On the front lines, field teams had access only to static dashboards with limited interactivity. They couldn’t ask follow-up questions of their data, couldn’t surface insights on demand, and couldn’t act with the agility the market required. Meanwhile, coaching and performance feedback data sat in unstructured formats, requiring laborious manual processing before any meaningful pattern could be extracted.
Together, these inefficiencies compounded. The organization was carrying the weight of a data infrastructure that had served it well in a previous era but couldn’t support the speed, scale, or personalization that modern commercial operations demanded. The cost wasn’t only operational. Delayed reimbursement processing, incomplete HCP views, and slow therapy initiation had direct consequences for patients who needed faster access to care.
Solution
To lead the modernization, the company partnered with our experts at Brillio, selecting the firm for its pharmaceutical domain expertise, full-stack agile delivery model, and hybrid Core-Flex resourcing approach designed to maintain continuity without disrupting ongoing operations.

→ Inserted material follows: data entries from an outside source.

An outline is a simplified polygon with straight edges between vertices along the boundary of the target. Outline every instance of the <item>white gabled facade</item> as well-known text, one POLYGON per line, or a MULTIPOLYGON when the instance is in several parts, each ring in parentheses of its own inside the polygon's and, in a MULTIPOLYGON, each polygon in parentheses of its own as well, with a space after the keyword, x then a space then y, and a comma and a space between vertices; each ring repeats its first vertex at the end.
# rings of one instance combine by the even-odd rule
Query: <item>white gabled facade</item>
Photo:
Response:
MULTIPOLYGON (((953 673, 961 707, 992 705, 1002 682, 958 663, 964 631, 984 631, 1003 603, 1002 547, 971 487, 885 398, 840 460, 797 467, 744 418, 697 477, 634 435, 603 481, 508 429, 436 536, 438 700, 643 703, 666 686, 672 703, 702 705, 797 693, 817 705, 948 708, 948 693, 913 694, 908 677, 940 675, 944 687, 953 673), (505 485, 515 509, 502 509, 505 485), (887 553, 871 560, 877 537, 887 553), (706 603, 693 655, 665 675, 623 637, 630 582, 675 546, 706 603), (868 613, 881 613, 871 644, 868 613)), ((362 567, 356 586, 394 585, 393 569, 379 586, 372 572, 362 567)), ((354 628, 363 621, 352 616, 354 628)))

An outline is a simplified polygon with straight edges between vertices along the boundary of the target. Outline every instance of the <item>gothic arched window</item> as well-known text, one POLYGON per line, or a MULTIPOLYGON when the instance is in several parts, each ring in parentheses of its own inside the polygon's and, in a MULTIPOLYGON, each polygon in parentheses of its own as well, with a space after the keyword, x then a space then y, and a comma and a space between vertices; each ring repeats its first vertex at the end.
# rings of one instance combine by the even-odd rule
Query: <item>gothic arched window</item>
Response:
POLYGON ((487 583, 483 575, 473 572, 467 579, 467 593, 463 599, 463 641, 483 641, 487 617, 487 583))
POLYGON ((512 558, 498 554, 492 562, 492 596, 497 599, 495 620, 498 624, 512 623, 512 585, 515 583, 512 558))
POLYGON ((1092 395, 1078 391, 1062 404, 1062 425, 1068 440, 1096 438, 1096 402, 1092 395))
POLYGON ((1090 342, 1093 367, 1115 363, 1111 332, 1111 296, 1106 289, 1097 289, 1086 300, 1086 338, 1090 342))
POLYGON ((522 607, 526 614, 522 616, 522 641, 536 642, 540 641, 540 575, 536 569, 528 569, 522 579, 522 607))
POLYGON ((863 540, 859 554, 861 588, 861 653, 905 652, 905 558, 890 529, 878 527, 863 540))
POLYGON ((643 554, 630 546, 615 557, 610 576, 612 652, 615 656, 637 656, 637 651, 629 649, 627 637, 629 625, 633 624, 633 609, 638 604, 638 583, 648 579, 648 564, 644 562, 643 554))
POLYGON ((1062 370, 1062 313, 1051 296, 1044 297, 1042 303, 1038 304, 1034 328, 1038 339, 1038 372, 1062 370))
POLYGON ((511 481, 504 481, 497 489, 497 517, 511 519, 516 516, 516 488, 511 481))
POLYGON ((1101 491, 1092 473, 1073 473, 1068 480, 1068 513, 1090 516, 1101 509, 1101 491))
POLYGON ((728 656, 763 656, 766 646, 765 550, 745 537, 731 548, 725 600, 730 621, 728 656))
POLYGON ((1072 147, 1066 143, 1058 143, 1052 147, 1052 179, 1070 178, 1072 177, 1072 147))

We executed a multi-pronged transformation across five workstreams. First, commercial operations were unified by integrating IQVIA, CRM, claims, and sales data into a 360-degree HCP-patient view built on Snowflake, Tableau, and Spark, giving field representatives a complete picture of each engagement.
For financial operations, our team deployed an LLM-powered chatbot integrated with Snowflake Cortex Analyst. The chatbot automated SQL query generation and delivered contextual insights through natural language interactions, removing the manual bottleneck entirely. Contract data retrieval was addressed through GenAI-powered chatbots that extracted and classified metadata from unstructured contracts stored in Snowflake, cutting retrieval time significantly.
Static reporting was replaced by a Snowflake-based conversational chatbot embedded directly in Qlik dashboards. Field teams could now generate insights through natural language queries and engage in multi-turn conversations with their data in real time. Finally, coaching and performance feedback data were made actionable through a Cortex LLM-powered chatbot that combined structured metrics with free-text sentiment analysis, surfacing competency trends and performance themes at scale.
The deployment was consulting-led and phased, reinforced by SLA-backed governance models, KPI tracking, iterative feedback loops, and end-to-end operational support covering incident management and platform monitoring.